ActionAttention!
Earn from 0.001 to 0.5 bitcoin!
Earn bitcoin easily. Invite partners and earn from 0.001 to 0.5 bitcoin. Get from 5% to 70% in bitcoins from your investment partners. Sign Up - Register

You can see previous news in the old version of the news blog. Watch

SpaceX's Falcon Heavy rocket completes secret mission for US Space Force.

Published: 2023-01-16

A SpaceX Falcon Heavy launch vehicle, launched from the Kennedy Center in Florida on Jan. 15 as part of the USSF-67 mission for the US Space Force, completed a secret US military mission, placing one military communications satellite into orbit, as well as additional payloads. This is the fifth launch of the Falcon Heavy in the history of astronautics.


As you know, the Falcon Heavy consists of the first three stages, which are the usual "workhorses" of the Falcon 9, combined together. The second stage and the payload are attached to the central one. It is envisaged that the first stages of the Falcon Heavy are reusable, two of them safely landed on Earth on Sunday at Cape Canaveral 8 minutes after launch - they already participated in the USSF-44 military mission, completed on November 1, 2022. The central, new booster will not fly anywhere else - to complete the task, it has worked out all the fuel and is flooded in the Atlantic Ocean.


In the meantime, the upper stage put the cargo into orbit, but the broadcast was stopped at a certain stage by order of the military. The main cargo is the Continuous Broadcast Augmenting SATCOM 2 (CBAS-2) satellite, which is expected to be placed in a geostationary orbit 35,700 km above the Earth. CBAS-2 is a communications relay for the US military and will complement the existing grouping. In addition, a Long Duration Propulsive ESPA (LDPE)-3A payload adapter was launched into space, designed to deliver up to six small satellites. It is reported that five of the six cells this time were used by the US space forces, in particular, two Catcher and WASSAT satellites.
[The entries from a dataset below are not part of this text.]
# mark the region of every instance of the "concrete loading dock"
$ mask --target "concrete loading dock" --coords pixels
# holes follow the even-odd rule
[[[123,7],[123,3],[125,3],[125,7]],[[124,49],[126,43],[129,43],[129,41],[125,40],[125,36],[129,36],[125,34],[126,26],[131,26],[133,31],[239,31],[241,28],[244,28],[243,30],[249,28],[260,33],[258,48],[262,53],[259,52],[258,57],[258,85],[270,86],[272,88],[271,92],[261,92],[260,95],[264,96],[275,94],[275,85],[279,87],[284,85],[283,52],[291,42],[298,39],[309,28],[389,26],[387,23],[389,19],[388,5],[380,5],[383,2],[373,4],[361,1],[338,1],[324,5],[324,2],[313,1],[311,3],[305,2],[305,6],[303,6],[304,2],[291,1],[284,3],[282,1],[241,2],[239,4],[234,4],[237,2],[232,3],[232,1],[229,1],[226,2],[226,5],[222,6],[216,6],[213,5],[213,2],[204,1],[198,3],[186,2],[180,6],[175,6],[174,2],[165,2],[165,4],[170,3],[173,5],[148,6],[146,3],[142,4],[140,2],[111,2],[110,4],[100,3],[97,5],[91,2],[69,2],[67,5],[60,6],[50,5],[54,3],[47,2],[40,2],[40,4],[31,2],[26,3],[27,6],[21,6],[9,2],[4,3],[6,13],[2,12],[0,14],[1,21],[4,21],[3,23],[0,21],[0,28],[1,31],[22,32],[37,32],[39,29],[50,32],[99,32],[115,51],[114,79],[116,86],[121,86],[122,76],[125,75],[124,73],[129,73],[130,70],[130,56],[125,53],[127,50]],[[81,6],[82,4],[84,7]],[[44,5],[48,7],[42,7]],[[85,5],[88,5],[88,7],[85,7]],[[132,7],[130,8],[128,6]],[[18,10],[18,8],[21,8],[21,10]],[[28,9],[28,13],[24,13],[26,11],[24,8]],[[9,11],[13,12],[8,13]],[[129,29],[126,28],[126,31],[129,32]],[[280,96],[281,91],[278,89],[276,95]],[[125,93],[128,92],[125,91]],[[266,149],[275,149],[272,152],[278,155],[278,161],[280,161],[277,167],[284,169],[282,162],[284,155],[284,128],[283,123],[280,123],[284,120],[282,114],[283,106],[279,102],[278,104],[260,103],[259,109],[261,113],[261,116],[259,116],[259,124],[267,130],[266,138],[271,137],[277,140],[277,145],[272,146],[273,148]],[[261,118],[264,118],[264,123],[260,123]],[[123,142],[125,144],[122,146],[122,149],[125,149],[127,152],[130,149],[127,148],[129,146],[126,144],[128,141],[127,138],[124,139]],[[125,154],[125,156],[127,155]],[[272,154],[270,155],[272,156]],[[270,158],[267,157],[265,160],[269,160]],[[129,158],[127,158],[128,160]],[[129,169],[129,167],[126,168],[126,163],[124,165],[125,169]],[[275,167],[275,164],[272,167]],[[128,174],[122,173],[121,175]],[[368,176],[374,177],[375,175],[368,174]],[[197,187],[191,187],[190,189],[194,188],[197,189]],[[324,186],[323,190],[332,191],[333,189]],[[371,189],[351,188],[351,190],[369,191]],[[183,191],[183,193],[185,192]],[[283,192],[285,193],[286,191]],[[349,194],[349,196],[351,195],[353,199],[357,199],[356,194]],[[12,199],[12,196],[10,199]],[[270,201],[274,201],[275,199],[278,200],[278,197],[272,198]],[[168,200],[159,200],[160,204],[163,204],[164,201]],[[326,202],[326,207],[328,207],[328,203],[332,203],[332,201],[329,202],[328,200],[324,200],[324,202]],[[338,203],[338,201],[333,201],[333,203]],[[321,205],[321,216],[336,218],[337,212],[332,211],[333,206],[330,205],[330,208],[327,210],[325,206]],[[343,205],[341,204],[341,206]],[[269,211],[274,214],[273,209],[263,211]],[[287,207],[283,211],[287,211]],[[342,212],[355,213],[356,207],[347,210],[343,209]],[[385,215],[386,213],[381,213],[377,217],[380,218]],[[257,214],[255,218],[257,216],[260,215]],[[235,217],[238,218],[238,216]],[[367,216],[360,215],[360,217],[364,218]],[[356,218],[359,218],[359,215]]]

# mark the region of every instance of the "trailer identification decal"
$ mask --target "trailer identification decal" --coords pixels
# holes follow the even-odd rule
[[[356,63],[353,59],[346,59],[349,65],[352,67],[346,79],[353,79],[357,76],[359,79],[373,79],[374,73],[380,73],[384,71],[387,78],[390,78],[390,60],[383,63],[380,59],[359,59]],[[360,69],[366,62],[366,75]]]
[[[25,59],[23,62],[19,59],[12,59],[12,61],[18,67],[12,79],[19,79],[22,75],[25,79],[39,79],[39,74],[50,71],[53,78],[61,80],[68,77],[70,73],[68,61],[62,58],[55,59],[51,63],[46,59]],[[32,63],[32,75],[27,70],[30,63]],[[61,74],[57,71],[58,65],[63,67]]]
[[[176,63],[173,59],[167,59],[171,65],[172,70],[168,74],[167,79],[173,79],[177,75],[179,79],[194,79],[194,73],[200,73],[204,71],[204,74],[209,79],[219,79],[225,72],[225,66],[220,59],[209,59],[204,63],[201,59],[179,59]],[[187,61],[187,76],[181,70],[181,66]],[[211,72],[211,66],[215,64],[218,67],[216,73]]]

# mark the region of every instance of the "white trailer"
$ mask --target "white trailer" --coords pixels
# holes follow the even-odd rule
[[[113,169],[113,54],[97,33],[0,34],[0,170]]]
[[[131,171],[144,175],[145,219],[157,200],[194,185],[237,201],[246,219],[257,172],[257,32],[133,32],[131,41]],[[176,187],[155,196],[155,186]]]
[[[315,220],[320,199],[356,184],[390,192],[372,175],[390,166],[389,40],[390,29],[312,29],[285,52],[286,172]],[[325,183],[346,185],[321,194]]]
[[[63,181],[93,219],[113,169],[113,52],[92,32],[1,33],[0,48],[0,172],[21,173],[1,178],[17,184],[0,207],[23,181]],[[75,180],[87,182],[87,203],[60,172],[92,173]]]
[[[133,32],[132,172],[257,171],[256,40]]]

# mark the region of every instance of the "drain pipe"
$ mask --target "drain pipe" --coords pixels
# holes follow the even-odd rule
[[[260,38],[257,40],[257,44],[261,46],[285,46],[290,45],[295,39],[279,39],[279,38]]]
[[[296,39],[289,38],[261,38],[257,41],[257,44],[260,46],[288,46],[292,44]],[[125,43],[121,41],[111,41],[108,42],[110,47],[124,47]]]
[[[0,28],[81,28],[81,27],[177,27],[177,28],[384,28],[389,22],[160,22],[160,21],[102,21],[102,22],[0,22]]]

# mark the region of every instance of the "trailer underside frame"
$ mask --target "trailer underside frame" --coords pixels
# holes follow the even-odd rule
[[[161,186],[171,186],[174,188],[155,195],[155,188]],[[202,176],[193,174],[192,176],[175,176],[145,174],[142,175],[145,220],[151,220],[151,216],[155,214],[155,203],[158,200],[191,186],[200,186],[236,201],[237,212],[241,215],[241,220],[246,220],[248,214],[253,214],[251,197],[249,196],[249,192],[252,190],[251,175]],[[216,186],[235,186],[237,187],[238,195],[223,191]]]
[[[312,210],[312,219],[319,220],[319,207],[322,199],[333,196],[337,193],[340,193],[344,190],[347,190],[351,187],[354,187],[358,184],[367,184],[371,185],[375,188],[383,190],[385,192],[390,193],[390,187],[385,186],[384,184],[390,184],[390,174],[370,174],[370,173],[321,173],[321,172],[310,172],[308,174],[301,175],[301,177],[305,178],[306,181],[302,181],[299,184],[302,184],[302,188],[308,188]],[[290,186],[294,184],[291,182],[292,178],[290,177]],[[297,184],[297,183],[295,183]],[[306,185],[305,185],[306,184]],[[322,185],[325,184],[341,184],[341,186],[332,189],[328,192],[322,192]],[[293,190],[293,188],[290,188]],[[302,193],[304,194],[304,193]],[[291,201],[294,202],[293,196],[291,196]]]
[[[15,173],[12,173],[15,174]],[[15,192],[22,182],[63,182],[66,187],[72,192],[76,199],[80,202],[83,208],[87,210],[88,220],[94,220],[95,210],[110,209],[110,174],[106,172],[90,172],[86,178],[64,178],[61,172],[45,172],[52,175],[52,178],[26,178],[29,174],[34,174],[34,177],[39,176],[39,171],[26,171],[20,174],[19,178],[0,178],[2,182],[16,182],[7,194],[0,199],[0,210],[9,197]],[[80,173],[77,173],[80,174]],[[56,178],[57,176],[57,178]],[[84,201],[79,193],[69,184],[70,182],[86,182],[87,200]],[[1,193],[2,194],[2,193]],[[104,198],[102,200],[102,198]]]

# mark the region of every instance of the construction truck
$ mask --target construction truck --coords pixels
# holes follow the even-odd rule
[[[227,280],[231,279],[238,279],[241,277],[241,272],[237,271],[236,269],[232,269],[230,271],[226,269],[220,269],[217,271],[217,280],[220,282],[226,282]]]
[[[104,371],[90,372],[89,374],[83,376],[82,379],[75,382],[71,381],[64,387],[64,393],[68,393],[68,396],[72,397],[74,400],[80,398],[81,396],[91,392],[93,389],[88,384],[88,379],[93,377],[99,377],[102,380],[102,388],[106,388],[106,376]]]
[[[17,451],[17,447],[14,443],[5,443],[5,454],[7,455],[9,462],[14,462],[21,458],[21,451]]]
According to the EverydayAstronaut portal, Catcher is an experimental sensor designed to track "space weather", and WASSAT (Wide Area Search Satellite) is designed to track other satellites and their trajectories, for example, changing orbits. Two more satellites are supposedly working prototypes for "increasing situational awareness", another prototype is intended to provide cryptographic tasks.


The USSF-44 mission was flown by a Falcon Heavy in November for the first time in more than three years. The main reason for delays with new flights was problems with customers who failed to prepare cargo on time. Three more flights in addition to USSF-44 and USSF-67 were made in June 2019, April 2019 and February 2018.


The debut flight turned out to be memorable - the head and founder of Elon Musk sent a red Tesla Roadster into orbit around the Sun. According to scientific models, the machine will circle in deep space for millions of years before crashing into Venus or the Earth - if it is not found by puzzled descendants or representatives of extraterrestrial civilizations before that.


The Falcon Heavy, powered by 27 first-stage Merlin engines, was the most powerful active rocket before Orion launched to the Moon in November with the Space Launch System (SLS) as part of the Artemis 1 mission. Starship, which uses 33 Raptor engines, providing 16 million pounds-force (7257 tons-force) of thrust - more than any rocket ever built.